The pilot of Breaking Bad is exactly like this, starting with Walt’s humiliation as a lowly car washer serving his own students, followed by the diagnosis of lung cancer, then the moral dilemma — does he follow that idea to become a drug lord or doesn’t he?
THE CHARACTER MAY NOT REALISE THE STRUGGLE IS OVER
And once the storm is over, you won’t remember how you made it through, how you managed to survive. You won’t even be sure, whether the storm is really over. But one thing is certain. When you come out of the storm, you won’t be the same person who walked in. That’s what this storm’s all about.
Haruki Murakami
OTHER LINKS
For pantsers who haven’t decided on the big struggle beforehand, here’s some tips on how to come up with one.
RELATED TERMS
THREEFOLD DEATH: According to Dan Wiley’s entry in Duffy’s Medieval Ireland: An Encyclopedia, threefold death is a motif of the early Irish aideda in which a victim is killed by three different means in rapid succession, often wounding, drowning, and burning.

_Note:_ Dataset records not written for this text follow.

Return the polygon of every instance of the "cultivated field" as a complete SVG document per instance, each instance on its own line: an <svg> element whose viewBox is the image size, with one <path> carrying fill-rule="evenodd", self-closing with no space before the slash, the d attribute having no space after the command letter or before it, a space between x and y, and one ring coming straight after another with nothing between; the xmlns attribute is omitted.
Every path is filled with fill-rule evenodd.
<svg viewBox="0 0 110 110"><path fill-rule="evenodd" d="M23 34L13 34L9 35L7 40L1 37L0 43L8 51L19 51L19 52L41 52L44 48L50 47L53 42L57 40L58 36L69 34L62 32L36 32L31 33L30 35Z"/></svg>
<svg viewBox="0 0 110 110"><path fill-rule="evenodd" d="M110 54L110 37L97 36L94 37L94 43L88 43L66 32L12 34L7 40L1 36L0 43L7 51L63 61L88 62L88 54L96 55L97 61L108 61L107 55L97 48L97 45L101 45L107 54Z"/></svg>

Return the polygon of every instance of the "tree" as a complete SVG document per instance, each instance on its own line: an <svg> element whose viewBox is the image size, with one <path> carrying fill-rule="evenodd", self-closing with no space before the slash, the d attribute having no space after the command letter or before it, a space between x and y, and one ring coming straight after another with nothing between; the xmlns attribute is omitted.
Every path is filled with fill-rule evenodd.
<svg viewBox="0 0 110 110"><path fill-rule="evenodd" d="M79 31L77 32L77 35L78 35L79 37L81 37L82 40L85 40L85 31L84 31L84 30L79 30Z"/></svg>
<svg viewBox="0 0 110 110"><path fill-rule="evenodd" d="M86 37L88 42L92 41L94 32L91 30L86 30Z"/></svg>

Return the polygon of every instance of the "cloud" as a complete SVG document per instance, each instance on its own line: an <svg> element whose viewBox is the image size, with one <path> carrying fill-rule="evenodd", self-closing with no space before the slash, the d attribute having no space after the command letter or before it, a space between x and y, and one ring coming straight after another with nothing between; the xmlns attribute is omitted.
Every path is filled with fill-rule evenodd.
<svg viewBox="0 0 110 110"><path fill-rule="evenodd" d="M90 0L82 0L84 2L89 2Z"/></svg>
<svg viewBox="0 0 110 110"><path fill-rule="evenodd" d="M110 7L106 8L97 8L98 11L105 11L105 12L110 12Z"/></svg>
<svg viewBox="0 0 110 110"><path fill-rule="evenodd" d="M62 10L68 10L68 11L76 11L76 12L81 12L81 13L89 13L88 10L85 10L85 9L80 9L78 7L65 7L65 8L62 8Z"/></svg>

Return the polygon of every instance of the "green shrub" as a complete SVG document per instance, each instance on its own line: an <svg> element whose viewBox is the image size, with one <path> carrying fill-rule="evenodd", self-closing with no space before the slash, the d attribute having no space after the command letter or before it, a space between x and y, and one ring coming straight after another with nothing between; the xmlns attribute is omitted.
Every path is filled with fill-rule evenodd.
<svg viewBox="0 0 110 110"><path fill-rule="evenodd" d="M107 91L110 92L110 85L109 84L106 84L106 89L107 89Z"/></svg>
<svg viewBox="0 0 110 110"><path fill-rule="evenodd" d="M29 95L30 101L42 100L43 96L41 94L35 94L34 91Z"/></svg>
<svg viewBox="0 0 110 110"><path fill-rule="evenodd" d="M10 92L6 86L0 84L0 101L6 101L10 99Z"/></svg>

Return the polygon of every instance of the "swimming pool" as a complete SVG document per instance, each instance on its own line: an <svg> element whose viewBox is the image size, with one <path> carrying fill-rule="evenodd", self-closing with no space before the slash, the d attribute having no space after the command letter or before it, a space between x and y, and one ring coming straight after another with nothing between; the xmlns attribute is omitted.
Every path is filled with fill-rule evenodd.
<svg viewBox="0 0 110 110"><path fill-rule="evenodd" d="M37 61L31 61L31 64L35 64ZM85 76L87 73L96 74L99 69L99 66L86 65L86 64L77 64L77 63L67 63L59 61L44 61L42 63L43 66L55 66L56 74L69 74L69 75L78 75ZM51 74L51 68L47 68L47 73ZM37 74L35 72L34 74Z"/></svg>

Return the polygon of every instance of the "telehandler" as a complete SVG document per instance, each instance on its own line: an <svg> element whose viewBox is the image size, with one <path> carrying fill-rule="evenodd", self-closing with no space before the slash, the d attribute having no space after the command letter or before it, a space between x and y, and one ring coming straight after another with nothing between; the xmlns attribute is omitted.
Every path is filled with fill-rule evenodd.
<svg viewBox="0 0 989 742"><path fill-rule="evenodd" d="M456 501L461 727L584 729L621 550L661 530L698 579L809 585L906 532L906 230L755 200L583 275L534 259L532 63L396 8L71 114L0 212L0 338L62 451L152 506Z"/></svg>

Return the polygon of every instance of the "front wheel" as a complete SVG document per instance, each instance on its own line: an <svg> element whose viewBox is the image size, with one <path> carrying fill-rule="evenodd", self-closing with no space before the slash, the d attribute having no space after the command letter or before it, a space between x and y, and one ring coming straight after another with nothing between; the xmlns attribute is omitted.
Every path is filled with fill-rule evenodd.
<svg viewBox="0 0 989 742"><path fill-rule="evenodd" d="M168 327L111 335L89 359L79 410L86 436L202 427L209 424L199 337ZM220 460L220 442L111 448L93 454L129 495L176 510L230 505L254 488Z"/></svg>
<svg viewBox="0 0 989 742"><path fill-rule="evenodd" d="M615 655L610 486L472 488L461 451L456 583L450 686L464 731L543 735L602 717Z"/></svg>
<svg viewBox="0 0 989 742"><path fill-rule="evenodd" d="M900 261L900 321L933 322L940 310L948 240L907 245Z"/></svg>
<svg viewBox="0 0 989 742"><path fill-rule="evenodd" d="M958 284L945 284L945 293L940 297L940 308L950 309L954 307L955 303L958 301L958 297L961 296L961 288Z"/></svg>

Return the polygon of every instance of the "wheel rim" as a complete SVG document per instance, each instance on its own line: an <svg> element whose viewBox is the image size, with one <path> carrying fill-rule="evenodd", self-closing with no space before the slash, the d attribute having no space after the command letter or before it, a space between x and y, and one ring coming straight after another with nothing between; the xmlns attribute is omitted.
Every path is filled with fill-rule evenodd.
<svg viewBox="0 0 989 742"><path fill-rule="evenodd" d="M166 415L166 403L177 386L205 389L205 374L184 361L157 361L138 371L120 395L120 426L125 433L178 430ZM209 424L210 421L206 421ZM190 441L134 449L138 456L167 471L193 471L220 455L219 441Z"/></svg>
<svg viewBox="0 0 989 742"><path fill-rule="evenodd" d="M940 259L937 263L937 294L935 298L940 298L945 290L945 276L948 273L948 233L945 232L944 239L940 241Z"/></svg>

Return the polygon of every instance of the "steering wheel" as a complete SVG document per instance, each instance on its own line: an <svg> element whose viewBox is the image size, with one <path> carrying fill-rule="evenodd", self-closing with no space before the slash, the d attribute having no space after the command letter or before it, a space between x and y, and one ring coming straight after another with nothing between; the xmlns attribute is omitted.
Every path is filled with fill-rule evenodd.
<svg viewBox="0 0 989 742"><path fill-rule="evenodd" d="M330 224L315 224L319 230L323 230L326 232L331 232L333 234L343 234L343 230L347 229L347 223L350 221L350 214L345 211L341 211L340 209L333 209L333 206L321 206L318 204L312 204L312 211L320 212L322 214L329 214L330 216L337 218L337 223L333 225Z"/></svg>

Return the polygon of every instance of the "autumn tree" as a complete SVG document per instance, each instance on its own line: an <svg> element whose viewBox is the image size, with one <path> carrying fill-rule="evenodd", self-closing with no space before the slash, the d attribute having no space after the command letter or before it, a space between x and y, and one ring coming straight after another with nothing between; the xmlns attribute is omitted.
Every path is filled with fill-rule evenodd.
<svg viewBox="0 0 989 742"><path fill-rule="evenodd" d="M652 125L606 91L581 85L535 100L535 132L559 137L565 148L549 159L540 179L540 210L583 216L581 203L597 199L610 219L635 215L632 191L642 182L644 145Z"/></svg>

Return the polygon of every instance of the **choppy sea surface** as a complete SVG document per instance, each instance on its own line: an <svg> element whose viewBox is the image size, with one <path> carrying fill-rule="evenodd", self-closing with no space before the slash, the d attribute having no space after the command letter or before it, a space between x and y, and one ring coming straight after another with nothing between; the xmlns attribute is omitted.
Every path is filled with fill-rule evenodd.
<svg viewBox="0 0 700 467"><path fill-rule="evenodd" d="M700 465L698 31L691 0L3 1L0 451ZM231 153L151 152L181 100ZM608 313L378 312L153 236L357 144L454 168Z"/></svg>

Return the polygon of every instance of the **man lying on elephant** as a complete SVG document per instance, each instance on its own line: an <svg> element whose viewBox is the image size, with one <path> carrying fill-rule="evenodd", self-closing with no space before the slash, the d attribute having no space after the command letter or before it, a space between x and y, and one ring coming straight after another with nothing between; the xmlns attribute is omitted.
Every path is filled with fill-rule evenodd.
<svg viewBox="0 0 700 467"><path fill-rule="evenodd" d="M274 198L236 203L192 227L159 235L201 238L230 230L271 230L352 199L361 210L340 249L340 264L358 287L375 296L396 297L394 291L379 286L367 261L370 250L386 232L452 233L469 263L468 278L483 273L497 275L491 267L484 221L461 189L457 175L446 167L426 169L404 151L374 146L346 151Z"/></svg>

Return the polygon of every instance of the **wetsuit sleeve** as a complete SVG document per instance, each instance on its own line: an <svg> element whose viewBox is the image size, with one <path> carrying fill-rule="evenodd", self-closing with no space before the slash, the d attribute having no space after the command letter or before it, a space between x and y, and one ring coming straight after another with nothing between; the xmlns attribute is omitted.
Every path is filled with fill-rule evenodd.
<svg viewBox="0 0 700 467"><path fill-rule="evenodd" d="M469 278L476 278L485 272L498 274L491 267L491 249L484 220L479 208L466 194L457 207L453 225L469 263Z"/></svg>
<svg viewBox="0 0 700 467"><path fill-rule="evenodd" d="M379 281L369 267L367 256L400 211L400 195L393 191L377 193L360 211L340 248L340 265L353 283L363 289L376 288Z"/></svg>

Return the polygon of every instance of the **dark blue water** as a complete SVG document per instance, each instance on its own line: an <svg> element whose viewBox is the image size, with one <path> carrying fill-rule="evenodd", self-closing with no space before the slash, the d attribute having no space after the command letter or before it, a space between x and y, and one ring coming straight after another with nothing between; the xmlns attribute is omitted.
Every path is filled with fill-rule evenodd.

Examples of this motif can also be found in literature of folklore of Wales, France, and Estonia. The widespread nature of the motif makes some scholars think it began in a hypothetical Indo-European tri-functional sacrifice in which human victims were offered to a triad of divinities. Two of the best examples are found in Aided Diarnmata meic Cerbaill (The Death of Diarmait mac Cerbaill) and Aided Muirchertaig meic Erca (The Death of Muirchertach mac Erca). The tales are typically set in the early Christian period between 500 and 699 CE. The narrative pattern typically is (a) a crime is committed against the church, (b) it is prophesied the offender will die a threefold death, (c) such a death does occur. See Duffy 10-11.